Louise Grojean

Keir Starmer may ban smoking in beer gardens and outside clubs

Cigarettes are bad, but God help us all if you can’t use them as a pretext to flirt with someone you met on a night out

Keir Starmer recently warned that life in Britain is going to get worse — and it turns out he wasn’t kidding. According to leaked documents (which have yet to be confirmed, so take this with a pinch of salt), the government is considering banning smoking from a range of outdoor settings, including outside hospitals, sports grounds, children’s play areas, open-air clubs and outdoor restaurants.

Government interventions aimed at improving public health aren’t inherently bad, and some of these new proposals are fair enough – I’m not going to campaign for my right to blow smoke in the faces of an under-10s football team. But if there’s one context where smoking should be legal, it’s the beer garden and the outside bit of a club. By this point, it’s no longer even a smokers vs non-smokers issue. These measures would oppress us all. It’s time for occasional social smokers to stand in solidarity with our more committed friends: after all the fags they’ve tapped us over the years, it’s the least that we owe them.

Who doesn’t love accepting the offer of a rollie on a sultry summer’s night with a “oh, go on then” grin? Who has never used smoking as a pretext to flirt with someone they met inside a club? How else do you even get with someone on a night out? What about those of us who are mediocre dancers but fabulous conversationalists who have mastered the art of seductively waving around a Camel Blue? I guess we’ll just die alone – thanks a lot, Mr Starmer!

It’s not just about making it harder to get laid. Even worse, Labour is hell-bent on destroying one of our most sacred social institutions: the deep, overly-revealing chat with a stranger outside a club. You could tell a random person your deepest traumas and most radical beliefs without a cigarette at hand, but it’s just not going to hit the same. All of those spontaneous intimacies will be lost forever, which in the midst of a ‘loneliness epidemic’ is the last thing we need. 

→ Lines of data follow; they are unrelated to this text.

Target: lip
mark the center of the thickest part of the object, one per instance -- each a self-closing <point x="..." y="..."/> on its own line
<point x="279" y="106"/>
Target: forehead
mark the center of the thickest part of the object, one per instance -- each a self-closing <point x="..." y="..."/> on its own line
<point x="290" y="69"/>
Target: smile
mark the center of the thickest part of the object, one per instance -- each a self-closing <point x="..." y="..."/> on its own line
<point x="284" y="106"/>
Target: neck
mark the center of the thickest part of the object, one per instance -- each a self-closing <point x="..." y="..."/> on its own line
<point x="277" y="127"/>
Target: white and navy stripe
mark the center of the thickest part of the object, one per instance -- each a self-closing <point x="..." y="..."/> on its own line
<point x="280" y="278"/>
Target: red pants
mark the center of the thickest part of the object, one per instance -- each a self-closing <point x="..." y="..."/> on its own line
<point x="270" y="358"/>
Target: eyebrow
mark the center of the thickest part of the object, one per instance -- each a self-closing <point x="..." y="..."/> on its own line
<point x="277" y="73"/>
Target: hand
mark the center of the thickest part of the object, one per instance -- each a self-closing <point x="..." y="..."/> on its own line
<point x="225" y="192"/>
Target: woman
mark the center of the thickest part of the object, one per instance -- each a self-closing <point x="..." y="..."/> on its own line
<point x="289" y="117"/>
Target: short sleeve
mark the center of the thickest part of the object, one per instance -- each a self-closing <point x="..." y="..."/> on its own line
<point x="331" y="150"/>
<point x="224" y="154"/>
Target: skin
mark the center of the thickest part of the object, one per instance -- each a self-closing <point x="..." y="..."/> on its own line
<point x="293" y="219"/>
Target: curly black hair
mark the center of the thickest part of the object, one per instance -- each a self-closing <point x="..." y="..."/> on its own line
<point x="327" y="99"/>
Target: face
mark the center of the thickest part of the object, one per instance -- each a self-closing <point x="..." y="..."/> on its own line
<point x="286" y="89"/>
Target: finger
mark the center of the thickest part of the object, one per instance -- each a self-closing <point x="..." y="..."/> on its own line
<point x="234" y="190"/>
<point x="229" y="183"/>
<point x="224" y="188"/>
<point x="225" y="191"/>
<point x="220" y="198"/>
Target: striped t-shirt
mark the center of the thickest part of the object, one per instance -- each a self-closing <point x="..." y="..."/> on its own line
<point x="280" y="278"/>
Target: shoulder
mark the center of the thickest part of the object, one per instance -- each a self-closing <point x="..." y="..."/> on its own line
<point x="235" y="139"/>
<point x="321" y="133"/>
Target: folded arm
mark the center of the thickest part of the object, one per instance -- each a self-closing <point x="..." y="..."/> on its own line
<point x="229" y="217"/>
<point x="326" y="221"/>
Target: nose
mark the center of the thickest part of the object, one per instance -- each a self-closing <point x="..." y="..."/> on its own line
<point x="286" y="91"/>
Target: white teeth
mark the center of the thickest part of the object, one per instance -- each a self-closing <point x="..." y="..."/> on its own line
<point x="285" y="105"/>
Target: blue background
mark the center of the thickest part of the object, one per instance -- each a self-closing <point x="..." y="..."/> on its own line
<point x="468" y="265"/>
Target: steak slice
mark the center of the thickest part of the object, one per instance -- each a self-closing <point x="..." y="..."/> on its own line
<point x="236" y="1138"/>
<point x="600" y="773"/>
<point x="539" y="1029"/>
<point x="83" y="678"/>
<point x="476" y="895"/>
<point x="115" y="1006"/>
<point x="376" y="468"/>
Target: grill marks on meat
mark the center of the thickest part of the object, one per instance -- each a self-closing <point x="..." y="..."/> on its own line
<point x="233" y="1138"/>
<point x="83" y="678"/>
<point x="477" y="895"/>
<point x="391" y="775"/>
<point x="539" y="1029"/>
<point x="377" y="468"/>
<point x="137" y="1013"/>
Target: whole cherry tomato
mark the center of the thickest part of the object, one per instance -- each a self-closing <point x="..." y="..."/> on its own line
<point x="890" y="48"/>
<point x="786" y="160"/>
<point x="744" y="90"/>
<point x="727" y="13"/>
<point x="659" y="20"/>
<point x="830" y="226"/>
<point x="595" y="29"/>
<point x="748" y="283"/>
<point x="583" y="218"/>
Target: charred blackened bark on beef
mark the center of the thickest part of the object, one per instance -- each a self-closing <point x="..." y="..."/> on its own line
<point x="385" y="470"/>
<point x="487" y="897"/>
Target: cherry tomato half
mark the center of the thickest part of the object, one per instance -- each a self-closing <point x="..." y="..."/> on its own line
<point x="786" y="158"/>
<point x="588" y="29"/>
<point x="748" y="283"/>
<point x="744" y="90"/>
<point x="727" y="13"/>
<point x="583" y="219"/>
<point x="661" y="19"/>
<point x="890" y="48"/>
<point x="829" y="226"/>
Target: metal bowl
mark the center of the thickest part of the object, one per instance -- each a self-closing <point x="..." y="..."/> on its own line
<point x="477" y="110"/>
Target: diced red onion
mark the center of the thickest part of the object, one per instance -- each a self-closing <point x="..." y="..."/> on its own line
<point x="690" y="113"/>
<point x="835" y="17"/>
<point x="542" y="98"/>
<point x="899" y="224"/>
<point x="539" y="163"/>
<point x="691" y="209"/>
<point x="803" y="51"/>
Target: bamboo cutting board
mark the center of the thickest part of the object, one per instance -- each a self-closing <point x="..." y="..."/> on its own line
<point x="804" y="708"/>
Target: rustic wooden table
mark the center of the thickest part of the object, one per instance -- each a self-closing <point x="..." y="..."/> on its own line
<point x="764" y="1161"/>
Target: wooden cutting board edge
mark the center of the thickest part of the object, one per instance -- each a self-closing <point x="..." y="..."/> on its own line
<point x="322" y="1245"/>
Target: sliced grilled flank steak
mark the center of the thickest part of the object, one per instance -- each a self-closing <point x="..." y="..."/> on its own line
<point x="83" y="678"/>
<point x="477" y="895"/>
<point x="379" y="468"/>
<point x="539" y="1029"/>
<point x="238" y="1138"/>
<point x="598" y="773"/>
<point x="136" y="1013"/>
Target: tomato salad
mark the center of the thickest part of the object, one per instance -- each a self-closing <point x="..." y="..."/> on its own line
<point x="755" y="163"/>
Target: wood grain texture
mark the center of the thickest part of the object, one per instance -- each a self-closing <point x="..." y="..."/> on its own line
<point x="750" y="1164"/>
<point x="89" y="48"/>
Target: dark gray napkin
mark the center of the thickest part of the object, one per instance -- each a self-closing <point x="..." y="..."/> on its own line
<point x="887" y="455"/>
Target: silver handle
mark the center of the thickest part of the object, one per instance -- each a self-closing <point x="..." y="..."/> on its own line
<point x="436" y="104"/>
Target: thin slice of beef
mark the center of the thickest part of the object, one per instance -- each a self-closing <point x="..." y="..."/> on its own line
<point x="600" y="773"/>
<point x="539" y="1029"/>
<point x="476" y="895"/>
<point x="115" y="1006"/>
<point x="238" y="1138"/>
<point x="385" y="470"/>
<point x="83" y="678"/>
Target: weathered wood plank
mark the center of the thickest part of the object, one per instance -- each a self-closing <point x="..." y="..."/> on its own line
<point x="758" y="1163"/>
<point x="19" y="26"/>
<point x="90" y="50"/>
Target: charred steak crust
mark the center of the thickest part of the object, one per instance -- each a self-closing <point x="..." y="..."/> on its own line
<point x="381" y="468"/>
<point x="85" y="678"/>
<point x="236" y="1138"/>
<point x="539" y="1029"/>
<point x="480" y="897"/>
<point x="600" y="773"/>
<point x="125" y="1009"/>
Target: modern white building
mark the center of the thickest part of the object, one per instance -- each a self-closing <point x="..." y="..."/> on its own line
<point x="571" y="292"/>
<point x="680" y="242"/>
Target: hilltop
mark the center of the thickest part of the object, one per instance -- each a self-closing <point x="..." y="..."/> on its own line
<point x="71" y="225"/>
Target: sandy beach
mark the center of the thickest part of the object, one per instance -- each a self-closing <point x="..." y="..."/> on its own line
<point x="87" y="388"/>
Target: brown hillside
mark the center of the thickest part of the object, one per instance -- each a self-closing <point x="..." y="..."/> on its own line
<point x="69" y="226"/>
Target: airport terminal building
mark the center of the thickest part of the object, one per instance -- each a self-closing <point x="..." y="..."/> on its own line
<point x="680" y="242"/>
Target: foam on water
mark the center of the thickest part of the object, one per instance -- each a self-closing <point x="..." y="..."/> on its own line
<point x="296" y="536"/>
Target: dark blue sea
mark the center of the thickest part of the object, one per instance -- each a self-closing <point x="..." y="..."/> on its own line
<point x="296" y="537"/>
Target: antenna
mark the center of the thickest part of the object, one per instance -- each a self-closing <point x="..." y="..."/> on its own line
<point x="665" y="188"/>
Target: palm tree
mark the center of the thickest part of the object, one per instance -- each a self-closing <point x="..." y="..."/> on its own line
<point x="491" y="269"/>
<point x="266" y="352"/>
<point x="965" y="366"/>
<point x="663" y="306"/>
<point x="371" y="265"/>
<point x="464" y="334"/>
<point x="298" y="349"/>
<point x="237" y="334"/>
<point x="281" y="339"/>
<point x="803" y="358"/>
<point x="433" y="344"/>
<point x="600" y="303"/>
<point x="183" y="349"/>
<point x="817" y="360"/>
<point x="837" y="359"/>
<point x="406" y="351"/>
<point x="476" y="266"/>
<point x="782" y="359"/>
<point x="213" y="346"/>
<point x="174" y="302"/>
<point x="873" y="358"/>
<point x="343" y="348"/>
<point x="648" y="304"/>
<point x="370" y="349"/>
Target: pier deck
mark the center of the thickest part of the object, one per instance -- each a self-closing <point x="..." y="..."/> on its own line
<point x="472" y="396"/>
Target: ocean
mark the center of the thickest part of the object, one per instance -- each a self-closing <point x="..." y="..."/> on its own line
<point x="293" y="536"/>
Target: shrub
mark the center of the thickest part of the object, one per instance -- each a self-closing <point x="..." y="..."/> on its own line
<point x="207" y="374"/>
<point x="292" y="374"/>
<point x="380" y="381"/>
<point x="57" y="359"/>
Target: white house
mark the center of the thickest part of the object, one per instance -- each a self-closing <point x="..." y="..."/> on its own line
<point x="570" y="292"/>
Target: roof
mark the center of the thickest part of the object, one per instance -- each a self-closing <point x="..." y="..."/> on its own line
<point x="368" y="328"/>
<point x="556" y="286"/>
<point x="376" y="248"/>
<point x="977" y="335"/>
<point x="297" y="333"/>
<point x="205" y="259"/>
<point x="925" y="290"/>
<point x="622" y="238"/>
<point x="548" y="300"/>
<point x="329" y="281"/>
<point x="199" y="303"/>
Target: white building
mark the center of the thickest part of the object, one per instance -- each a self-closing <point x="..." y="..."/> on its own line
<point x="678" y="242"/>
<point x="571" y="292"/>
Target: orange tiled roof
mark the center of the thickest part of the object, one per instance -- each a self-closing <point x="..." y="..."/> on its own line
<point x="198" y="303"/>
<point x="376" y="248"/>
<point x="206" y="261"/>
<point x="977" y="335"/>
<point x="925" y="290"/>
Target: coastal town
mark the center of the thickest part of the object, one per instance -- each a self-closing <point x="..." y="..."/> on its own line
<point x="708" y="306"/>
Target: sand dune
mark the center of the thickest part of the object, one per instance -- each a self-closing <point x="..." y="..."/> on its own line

I’m not going to come out swinging in defence of smoking. It’s a deadly addiction which I quit for a reason and I find it somewhat embarrassing when people insist that it’s actually really edgy and cool (some of the most evil profit-making corporations on the planet thank you for your service.) But these proposals express something punitive and mean-spirited about Starmer’s Labour: instead of improving our lives in any way that matters, it’s an approach based on taking away small pleasures and forcing us to be better behaved through the force of the law. Really, it should be none of Keir Starmer’s business whether adults choose to light up outside a pub.

Smoking rates are already steadily decreasing in the UK, but there remains significant socio-economic disparities in who becomes addicted and who does not (smokers are disproportionately likely to live in deprived areas). It doesn’t look like Labour will be tackling these problems any time soon, so drawing up new rules and banning things is the easier, cheaper option, even if this makes Britain a more miserable place. Well, I say “no.” I’m going to become the Gandhi of social smoking. If Labour want to take away my twice-a-year twenty deck, they’ll have to prise it from my cold, dead hands.